Un petit rien qui fait du bien - George Mendez
George Mendez

Voyageur d’un autre temps, j’ai souvent l’impression d’être déphasé par rapport à notre 21e siècle. Même si j’avoue que ce siècle, a fait de remarquables découvertes, elle en a aussi faite de désolantes et destructives. Proche de mes émotions, aimant à la fois la solitude et la communication, je vous invite à me suivre au fil de mes réflexions et anecdotes.

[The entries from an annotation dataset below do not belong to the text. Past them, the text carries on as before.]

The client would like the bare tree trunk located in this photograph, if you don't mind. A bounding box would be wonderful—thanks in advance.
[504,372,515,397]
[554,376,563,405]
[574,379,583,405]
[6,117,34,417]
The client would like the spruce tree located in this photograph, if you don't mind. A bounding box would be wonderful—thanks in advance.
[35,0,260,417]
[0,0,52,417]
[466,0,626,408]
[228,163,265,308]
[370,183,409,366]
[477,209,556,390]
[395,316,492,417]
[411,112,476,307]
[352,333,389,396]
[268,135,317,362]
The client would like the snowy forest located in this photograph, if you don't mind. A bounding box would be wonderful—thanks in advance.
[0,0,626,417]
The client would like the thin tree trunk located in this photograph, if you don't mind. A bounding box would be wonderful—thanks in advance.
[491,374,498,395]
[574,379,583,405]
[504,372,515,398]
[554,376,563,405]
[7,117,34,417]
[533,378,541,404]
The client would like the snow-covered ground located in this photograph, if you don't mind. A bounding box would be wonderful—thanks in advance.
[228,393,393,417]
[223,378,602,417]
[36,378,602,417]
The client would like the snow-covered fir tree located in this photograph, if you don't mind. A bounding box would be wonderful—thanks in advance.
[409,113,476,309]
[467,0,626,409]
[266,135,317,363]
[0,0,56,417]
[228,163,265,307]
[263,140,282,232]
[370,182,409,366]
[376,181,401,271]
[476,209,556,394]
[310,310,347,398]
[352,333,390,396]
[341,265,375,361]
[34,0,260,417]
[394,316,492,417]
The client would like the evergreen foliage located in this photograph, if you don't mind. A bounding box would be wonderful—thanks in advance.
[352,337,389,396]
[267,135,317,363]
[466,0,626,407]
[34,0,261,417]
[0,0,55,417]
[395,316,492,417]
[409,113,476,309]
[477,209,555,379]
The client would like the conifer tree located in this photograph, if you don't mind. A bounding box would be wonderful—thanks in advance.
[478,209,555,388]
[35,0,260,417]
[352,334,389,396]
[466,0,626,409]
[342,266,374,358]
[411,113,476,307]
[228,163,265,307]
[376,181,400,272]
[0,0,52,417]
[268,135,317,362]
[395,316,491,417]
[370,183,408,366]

Un petit rien qui fait du bien

Un petit rien qui fait du bien - George Mendez

Cela fait maintenant deux ans, que je fais partie d’un petit groupe constitué de jardiniers amateurs, et de passionnés des plantes. Il s’agit d’une association présente dans mon quartier. Elle m’a beaucoup aidé, non seulement pour m’épanouir, mais aussi pour devenir complètement autonome. L’envie d’intégrer l’équipe m’est venue comme ça ! Du jour au lendemain, après avoir discuté avec une voisine, propriétaire d’un magnifique jardin très bien entretenu, je me suis dit que, moi aussi, un jour, j’aurai un tel coin de paradis qui rendrait les passants jaloux. Ma décision est prise. Le moyen le plus rapide de plonger dans ce monde totalement inconnu, est de s’intéresser à ce nouvel art, tout en apprenant auprès des connaisseurs. C’est alors que j’ai intégré le groupe. Je voudrais juste souligner que cette association existait déjà depuis des années, mais pas une seule fois, je n’ai voulu m’y joindre. Tout a changé depuis.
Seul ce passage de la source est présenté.